Wellsville was the location of encampments for thousands of years, including the Lamoka and Brewerton cultures. The latest native people, the Seneca, named Wellsville Gistaguat, according to a map produced in 1771 by Guy Johnson, as the official map of New York state at the time, for then-Governor William Tryon. The Seneca referred to the Wellsville area as "the Pigeon Woods" and held annual festivals and encampments there to take advantage of the passenger pigeon (see memoirs of Captain Horatio Jones). At the time, passenger pigeons filled the skies by the millions, and the tribes and bands came to the Wellsville area from all over western New York and northern Pennsylvania to Gistaquat to harvest the pigeons by the thousands.

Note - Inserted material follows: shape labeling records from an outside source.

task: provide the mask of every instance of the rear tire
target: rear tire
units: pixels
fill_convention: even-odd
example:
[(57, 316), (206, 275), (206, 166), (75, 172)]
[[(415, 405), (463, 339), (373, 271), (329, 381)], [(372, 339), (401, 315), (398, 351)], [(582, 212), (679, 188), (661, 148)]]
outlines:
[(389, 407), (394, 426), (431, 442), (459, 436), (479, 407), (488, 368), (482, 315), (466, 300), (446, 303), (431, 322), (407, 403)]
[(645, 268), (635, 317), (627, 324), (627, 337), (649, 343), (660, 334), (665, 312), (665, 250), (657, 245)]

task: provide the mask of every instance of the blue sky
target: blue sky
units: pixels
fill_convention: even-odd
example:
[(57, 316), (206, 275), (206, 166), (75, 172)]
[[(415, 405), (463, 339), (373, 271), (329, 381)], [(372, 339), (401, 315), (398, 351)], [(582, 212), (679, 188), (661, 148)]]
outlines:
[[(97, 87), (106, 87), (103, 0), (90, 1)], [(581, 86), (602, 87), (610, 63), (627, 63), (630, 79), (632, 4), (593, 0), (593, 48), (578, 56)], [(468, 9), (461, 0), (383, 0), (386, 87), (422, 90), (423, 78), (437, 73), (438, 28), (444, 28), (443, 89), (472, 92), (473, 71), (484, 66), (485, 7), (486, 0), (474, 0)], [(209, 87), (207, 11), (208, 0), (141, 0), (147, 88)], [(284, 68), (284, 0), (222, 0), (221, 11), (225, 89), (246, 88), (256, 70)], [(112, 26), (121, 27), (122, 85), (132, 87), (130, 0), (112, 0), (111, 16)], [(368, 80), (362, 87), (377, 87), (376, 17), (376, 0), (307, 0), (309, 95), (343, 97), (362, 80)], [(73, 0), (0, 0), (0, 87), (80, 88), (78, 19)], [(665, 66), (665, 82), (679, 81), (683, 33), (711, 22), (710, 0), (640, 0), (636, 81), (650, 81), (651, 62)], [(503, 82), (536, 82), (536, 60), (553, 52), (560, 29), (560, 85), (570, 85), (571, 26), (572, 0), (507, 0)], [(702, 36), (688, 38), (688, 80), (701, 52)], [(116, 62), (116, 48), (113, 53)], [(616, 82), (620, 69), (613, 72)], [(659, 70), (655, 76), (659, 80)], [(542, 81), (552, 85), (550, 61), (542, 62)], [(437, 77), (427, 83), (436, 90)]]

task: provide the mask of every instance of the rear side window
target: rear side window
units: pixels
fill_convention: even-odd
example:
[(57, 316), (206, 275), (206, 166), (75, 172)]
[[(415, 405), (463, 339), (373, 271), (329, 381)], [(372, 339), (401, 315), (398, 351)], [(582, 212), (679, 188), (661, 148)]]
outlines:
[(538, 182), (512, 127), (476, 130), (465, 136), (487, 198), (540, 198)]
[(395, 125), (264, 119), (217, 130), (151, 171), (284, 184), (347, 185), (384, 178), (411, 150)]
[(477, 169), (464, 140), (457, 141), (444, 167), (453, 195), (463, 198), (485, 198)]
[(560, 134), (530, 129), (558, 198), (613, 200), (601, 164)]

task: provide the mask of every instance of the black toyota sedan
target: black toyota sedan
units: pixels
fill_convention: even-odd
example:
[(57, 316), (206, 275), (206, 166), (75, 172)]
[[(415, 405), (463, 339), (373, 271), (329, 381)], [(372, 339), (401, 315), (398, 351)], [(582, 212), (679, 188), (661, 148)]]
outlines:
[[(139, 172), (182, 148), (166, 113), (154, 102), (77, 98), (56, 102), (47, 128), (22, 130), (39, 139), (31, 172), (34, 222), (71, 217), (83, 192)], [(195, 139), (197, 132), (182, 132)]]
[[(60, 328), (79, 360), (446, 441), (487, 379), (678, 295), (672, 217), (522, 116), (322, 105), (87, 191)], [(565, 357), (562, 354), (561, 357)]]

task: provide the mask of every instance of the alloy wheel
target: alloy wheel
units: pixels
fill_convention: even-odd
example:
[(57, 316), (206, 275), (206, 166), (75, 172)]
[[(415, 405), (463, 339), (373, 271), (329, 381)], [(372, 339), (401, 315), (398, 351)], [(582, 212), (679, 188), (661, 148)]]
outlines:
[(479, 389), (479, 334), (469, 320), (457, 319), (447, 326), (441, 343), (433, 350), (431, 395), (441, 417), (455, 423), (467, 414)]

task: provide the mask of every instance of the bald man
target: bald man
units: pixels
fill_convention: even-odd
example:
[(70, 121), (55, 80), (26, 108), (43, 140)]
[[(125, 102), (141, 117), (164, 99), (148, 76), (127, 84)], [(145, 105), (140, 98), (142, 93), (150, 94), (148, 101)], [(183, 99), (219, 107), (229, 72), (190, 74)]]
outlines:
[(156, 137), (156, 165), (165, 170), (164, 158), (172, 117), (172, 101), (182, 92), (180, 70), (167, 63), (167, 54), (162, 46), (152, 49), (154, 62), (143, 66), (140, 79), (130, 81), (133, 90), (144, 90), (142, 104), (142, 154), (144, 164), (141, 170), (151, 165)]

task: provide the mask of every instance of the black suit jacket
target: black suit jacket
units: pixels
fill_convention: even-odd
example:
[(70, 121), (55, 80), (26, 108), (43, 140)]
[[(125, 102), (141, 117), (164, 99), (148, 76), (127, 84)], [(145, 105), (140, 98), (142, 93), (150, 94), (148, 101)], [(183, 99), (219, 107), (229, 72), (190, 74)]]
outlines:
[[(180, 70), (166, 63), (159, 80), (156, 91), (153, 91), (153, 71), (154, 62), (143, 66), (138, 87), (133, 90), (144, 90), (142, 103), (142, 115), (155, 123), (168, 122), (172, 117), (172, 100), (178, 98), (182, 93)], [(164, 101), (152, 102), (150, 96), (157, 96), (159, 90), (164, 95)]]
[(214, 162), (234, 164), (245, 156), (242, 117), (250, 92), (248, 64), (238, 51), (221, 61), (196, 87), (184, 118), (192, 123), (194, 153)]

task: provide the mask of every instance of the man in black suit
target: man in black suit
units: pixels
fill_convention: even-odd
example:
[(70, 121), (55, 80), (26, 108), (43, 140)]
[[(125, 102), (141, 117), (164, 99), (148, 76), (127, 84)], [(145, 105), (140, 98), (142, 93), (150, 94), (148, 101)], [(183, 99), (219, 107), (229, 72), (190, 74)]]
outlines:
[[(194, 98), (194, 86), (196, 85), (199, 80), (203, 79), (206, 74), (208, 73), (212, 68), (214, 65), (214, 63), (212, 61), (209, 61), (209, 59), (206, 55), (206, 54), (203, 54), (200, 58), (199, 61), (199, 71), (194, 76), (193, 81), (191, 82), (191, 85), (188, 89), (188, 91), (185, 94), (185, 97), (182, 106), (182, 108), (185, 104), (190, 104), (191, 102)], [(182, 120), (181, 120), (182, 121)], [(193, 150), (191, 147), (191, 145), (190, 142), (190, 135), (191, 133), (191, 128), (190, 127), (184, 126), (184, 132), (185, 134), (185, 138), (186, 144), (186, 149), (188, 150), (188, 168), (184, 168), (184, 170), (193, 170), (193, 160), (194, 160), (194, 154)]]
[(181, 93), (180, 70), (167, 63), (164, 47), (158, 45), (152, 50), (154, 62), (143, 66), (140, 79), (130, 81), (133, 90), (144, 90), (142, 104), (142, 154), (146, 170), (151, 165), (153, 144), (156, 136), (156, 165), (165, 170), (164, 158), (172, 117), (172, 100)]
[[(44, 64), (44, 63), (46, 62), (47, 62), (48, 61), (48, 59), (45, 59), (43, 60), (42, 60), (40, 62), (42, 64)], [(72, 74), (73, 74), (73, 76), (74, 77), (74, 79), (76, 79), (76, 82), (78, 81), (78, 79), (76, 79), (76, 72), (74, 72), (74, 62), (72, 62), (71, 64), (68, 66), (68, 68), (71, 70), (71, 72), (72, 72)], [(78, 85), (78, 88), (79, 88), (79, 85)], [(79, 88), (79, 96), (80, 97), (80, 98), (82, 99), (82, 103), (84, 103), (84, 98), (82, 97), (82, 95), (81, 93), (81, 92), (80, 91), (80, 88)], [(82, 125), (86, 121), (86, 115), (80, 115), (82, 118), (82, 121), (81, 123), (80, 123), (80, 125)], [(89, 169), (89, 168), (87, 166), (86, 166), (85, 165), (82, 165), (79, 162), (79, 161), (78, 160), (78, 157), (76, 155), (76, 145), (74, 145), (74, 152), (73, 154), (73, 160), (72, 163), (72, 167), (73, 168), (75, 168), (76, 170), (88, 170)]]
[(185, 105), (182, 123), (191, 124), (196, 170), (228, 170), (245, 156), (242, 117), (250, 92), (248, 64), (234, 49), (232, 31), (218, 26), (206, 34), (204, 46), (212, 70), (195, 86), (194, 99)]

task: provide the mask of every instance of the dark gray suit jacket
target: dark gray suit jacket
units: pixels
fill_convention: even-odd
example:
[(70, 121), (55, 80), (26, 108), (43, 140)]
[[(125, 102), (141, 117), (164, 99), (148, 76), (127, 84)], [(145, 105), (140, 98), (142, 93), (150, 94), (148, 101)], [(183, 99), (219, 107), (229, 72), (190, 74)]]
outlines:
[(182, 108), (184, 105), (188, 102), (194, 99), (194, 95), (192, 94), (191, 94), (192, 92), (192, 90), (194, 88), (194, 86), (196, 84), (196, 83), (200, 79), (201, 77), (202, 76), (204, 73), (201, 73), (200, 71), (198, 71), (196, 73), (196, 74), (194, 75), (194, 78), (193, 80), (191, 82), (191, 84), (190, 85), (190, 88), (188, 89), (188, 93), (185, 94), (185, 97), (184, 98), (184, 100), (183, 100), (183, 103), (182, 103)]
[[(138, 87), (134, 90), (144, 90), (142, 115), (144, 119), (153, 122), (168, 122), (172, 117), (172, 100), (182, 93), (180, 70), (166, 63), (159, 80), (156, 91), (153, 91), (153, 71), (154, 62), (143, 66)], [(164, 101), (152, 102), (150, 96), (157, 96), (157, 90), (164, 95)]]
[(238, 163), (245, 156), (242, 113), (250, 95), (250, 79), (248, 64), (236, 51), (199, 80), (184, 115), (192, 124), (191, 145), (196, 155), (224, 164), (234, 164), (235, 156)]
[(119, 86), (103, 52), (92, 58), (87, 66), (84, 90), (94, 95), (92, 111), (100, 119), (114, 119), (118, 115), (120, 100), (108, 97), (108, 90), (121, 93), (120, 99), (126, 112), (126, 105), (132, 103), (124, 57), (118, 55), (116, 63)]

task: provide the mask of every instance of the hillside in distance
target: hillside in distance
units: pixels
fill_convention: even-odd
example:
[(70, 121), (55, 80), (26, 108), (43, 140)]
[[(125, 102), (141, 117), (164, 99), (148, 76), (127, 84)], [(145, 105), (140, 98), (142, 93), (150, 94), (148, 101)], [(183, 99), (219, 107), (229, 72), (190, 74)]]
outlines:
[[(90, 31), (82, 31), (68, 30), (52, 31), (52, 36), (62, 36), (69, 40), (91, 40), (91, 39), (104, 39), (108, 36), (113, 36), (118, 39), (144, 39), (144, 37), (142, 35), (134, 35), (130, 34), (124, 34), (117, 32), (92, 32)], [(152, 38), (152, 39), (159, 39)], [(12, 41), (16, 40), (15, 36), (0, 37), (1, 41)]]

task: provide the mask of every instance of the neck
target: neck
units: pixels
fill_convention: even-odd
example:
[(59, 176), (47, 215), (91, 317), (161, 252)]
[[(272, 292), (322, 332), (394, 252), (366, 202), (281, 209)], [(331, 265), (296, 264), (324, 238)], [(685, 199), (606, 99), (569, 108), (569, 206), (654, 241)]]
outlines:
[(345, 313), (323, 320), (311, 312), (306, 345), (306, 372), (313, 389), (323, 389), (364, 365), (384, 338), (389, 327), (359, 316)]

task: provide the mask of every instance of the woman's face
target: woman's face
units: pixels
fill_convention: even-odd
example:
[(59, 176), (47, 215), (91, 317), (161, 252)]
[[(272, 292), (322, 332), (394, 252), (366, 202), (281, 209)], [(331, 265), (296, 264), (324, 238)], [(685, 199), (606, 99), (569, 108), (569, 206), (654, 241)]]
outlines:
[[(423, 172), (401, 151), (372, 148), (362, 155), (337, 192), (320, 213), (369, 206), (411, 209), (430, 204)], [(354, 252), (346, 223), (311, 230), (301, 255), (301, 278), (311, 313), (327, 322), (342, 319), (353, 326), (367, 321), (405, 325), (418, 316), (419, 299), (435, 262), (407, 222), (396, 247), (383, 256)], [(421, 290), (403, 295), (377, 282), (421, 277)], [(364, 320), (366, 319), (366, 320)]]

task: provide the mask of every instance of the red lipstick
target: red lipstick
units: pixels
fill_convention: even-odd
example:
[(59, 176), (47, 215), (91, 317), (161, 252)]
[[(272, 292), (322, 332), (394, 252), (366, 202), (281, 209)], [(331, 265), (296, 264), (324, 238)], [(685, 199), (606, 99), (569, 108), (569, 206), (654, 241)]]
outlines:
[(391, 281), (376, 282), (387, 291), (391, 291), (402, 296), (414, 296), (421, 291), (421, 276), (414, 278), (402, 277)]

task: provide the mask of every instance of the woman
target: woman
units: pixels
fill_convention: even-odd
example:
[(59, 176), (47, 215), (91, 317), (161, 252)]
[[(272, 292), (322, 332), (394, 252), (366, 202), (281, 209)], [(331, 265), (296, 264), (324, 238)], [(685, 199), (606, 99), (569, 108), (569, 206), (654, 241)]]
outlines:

European settlers moved into the area before 1800. Nathaniel Dyke, a native of Connecticut, and a captain in the Revolutionary War, serving under both General George Washington and General Warren of Bunker Hill fame, was the first of these in Allegany County. He married a Native American woman (Esther) and moved his family to the Wellsville area by 1795, while it was still owned by the Seneca Nation (two years before the Big Tree Treaty of 1797). He began running a gristmill, a sawmill, and a tannery on a stream now known as Dykes Creek, by 1803. Dyke is buried in Elm Valley, just east of town. His tombstone has the official memorial placed there by the Catherine Schuyler Chapter of the Daughters of the American Revolution.